RFE/RL: Amid ongoing attempts to impose more control over the Internet, Russian media regulator Roskomnadzor has proposed users of social-media networks and messenger applications hand over passport data and other personal information for verification. Roskomnadzor’s proposal regarding the change was submitted for public discussion on its website on March 23. It comes as the Russian government battles U.S. social media over what Moscow says is their failure to follow local regulations.
RFE/RL: The Memorial human rights organization says Russian authorities have rejected an asylum request filed by a Turkmen known for his public criticism of the regime in Ashgabat and deported him to Turkey. Memorial said on March 24 that 27-year-old Rozgeldy Choliev, who spent three weeks in Moscow’s Sheremetyevo Airport after he arrived there from Istanbul waiting for a response, was deported to Turkey accompanied by Russian police officers the previous day. According to the Moscow-based rights group, Choliev faces possible extradition from Turkey to Turkmenistan, where he most likely will be persecuted for his public criticism of the isolated Central Asian state’s government.
The Moscow Times: The Supreme Court of Russia’s republic of Dagestan has overturned an earlier decision that ruled a mother was unfit for custody of her three children due to her “immoral” tattoos and piercings, she said Thursday. Nina Tseretilova, 33, had lived with her daughter and two sons in the predominantly Muslim, socially conservative region of southern Russia since her 2012 divorce until January 2020, when her ex-husband Magomed took them into his care. She then filed a lawsuit against him, claiming he kidnapped her children.
Human Rights Watch: Buried in a new report by the United Nations Panel of Experts on Libya comes disturbing news about recent transfers of internationally banned antipersonnel landmines. The report shows that antipersonnel mines manufactured in Russia were likely brought into Libya in the 2018-2019 despite an arms embargo. Last year, Human Rights Watch reported the use of antipersonnel landmines and booby traps in southern suburbs of the Libyan capital, Tripoli, after Libyan Arab Armed Forces (LAAF), supported by several foreign states and armed entities withdrew from the city.
26 March 2021
The Moscow Times: Russia has confirmed 4,492,692 cases of coronavirus and 96,612 deaths, according to the national coronavirus information center. According to figures published by state statistics agency Rosstat, Russia’s real coronavirus death toll stands at 131,118, with the virus present in another 69,314 deaths.

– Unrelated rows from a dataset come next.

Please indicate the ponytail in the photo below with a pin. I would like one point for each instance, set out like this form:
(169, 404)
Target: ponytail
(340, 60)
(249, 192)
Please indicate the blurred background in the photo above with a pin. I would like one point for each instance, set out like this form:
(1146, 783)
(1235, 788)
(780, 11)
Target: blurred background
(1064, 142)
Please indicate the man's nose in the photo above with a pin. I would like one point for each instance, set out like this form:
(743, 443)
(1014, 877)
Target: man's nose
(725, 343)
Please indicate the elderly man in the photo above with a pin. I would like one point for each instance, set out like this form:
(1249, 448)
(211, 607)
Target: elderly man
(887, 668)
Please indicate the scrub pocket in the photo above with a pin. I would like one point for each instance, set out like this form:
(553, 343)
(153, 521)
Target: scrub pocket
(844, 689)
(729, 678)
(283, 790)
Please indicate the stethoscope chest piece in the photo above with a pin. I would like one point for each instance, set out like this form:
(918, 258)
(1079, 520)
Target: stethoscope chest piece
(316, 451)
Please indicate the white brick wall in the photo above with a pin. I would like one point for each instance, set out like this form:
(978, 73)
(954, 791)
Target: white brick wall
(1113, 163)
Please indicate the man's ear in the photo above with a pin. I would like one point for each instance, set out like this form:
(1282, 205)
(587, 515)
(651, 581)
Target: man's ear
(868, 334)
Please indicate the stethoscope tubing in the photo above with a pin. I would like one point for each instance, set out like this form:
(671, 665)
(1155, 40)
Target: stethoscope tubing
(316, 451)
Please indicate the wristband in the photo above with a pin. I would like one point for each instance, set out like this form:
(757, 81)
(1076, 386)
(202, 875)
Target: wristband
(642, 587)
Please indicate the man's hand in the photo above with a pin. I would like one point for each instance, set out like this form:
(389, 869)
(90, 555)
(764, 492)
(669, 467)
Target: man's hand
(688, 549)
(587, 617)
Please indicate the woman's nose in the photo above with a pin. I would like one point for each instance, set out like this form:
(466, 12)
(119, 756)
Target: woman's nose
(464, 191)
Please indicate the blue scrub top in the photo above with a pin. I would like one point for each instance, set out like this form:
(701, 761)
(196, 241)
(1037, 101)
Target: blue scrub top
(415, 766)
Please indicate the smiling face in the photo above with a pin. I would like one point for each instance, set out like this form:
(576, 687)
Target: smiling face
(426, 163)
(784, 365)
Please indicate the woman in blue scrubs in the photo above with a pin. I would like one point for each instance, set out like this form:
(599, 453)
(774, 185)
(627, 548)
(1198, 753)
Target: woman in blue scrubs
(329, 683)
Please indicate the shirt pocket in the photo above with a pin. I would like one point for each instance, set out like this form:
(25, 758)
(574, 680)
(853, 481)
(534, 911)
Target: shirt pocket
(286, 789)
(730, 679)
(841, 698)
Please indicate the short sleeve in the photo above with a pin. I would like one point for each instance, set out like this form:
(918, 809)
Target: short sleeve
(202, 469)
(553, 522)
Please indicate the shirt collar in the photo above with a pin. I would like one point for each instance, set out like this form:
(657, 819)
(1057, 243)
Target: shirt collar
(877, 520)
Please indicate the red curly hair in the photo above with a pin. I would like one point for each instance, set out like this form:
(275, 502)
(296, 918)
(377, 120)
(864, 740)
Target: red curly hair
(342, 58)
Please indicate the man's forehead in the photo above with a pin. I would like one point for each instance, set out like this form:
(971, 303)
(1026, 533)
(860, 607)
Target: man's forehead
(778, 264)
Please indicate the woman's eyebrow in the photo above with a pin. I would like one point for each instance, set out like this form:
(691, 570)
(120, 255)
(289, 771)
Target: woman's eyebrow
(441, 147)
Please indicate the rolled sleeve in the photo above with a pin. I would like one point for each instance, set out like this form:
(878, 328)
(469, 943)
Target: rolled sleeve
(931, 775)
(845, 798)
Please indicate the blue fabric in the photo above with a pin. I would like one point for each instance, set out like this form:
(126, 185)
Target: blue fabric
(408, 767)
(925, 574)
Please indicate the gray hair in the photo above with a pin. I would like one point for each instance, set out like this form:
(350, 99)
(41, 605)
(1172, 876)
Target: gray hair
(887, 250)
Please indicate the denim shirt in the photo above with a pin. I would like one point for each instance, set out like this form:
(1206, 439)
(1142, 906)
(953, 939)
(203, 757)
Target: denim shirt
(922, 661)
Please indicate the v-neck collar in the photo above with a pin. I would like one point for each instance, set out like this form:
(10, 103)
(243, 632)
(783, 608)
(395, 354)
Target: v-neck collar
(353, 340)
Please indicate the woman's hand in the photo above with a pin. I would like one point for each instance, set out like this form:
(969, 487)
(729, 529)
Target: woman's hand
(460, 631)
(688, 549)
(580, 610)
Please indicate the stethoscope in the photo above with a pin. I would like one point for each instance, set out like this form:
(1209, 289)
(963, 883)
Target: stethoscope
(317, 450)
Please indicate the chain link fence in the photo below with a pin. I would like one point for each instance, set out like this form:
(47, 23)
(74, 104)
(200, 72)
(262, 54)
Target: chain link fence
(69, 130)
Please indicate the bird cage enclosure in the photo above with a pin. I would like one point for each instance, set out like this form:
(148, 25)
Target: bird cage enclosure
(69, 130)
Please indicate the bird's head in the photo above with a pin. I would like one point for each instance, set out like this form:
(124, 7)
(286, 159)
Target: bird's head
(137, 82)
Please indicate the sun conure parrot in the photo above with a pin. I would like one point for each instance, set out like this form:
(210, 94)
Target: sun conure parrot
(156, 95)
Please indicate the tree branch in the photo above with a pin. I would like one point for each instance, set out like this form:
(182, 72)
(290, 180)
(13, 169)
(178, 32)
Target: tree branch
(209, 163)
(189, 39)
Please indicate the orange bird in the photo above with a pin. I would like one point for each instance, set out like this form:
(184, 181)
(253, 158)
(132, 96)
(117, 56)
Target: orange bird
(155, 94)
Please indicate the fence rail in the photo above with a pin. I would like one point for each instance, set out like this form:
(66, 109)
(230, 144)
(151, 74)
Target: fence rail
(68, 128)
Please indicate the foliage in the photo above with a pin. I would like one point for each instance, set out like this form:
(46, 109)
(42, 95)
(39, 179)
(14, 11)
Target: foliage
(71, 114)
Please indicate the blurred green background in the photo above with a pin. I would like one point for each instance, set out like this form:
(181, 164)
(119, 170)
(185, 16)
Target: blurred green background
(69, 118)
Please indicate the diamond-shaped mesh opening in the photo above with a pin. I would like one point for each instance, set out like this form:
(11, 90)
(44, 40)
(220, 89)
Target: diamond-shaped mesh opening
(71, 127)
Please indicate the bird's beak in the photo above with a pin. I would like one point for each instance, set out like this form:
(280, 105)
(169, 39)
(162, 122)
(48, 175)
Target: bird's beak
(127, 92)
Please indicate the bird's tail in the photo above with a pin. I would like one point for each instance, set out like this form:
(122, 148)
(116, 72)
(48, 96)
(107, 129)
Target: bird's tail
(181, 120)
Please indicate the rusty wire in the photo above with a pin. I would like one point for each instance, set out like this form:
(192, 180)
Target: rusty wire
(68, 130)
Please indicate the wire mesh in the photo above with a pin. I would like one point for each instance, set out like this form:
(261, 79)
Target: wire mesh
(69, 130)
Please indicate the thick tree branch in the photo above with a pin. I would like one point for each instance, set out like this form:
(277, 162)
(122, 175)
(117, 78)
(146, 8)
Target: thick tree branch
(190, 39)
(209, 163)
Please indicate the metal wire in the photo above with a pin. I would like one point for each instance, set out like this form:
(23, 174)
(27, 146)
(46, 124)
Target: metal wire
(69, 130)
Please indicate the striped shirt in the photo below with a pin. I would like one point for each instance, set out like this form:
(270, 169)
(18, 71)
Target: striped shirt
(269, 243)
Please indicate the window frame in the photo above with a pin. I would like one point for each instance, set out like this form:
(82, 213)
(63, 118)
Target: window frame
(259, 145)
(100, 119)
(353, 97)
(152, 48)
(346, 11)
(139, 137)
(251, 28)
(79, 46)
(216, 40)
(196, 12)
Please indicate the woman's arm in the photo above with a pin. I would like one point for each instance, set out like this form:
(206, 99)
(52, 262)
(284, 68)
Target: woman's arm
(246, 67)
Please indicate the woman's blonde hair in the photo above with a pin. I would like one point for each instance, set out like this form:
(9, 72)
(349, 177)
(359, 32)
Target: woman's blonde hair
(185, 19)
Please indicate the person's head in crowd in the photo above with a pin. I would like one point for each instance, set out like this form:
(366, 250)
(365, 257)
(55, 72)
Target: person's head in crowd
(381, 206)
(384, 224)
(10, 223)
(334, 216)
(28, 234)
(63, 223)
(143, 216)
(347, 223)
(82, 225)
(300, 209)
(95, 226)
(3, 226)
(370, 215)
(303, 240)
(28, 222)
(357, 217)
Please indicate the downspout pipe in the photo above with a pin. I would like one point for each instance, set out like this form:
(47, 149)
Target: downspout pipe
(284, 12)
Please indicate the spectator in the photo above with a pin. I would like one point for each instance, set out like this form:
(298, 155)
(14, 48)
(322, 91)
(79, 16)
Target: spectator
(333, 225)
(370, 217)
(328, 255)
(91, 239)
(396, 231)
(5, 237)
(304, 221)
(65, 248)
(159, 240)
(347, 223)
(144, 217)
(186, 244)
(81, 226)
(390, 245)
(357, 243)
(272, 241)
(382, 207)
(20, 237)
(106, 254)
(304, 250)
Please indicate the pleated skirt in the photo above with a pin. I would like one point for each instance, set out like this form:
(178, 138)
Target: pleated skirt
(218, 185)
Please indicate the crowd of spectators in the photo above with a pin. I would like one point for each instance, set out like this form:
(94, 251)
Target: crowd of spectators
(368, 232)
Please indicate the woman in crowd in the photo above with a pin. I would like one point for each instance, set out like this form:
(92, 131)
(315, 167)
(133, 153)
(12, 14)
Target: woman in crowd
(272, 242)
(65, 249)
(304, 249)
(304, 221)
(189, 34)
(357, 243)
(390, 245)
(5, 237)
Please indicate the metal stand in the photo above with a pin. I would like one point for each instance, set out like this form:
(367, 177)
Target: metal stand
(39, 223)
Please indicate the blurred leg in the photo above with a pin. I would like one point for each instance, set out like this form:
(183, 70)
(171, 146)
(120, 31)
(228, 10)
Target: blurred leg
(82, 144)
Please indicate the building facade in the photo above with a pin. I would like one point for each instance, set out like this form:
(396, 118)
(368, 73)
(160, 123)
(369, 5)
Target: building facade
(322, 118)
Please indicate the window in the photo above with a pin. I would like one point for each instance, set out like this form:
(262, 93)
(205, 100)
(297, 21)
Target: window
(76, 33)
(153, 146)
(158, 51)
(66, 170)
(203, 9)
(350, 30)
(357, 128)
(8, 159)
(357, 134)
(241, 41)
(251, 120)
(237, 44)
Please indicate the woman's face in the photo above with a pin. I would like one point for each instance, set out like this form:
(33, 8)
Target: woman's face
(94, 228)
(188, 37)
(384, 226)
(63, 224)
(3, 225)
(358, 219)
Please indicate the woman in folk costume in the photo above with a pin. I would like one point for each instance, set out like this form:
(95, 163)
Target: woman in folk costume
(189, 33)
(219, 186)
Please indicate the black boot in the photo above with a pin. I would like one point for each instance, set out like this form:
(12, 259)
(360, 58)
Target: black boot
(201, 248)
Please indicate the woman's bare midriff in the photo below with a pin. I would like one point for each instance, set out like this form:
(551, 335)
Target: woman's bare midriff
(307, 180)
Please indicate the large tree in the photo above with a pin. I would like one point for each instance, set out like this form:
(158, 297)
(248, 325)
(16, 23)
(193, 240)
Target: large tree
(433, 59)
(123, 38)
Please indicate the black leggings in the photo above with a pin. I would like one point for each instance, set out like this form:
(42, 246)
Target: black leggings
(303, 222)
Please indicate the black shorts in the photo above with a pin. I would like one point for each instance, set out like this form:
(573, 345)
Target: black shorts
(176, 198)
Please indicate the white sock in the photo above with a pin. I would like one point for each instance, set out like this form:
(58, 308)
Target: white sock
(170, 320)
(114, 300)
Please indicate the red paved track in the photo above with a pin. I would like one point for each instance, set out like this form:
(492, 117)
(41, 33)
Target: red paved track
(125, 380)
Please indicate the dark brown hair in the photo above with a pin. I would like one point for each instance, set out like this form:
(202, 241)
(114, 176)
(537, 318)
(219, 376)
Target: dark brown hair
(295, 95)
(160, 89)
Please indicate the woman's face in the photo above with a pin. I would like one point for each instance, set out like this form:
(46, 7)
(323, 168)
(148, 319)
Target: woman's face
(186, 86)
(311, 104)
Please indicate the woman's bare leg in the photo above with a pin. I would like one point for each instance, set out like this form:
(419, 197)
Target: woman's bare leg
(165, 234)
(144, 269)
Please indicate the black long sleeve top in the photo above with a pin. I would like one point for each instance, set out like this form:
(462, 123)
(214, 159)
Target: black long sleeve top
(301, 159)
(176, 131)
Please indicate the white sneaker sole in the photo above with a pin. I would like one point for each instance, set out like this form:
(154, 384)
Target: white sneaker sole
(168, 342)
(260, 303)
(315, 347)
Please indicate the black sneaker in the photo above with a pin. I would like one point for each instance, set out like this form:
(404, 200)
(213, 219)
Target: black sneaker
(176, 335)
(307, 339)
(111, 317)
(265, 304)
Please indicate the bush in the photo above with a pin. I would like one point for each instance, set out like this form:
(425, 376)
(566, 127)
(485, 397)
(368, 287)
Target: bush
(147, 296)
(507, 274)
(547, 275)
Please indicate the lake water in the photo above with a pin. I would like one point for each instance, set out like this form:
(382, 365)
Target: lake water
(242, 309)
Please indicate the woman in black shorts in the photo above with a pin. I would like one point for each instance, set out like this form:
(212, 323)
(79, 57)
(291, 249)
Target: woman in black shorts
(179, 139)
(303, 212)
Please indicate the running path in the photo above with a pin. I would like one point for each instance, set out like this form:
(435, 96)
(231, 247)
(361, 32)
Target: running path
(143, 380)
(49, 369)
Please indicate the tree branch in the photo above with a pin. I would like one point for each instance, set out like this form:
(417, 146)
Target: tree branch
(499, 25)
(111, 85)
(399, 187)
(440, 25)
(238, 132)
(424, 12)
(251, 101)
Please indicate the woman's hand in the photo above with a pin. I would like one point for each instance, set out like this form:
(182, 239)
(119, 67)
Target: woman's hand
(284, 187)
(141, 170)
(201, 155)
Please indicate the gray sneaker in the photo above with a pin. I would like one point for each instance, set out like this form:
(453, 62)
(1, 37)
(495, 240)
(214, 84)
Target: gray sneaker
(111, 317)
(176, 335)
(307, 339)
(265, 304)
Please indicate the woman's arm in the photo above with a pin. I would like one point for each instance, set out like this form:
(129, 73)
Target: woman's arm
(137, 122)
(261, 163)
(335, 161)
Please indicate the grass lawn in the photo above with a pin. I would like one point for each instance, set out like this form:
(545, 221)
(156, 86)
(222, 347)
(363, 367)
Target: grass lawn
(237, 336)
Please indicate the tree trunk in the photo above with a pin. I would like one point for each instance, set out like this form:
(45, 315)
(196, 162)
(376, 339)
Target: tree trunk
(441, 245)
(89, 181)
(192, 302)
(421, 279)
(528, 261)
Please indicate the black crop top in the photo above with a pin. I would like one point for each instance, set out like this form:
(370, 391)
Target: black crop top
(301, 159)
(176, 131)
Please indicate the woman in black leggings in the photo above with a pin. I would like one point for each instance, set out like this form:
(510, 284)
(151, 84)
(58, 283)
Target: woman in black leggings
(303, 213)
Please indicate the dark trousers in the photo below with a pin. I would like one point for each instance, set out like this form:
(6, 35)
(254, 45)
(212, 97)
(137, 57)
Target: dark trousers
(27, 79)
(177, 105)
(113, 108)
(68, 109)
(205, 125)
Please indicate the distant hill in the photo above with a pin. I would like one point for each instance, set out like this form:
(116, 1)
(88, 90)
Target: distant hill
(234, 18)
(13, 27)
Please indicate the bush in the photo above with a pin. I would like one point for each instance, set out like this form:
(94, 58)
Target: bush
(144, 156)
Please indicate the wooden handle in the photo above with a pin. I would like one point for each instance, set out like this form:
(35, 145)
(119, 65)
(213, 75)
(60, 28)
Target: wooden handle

RFE/RL: A Russian woman serving a prison sentence on high treason charges has started a hunger strike to protest against being put in solitary confinement for complaining about beatings, her lawyer says. Antonina Zimina’s lawyer told RFE/RL on March 26 that her client has been on hunger strike for four days in a detention center in Kaliningrad, the capital of Russia’s far western exclave of the same name. In late December 2020, Zimina and her husband, Konstantin Antonets, were found guilty of spying for Latvia. Antonets was handed a 12 1/2 year prison sentence. The couple has denied any wrongdoing ever since they were first arrested in July 2018.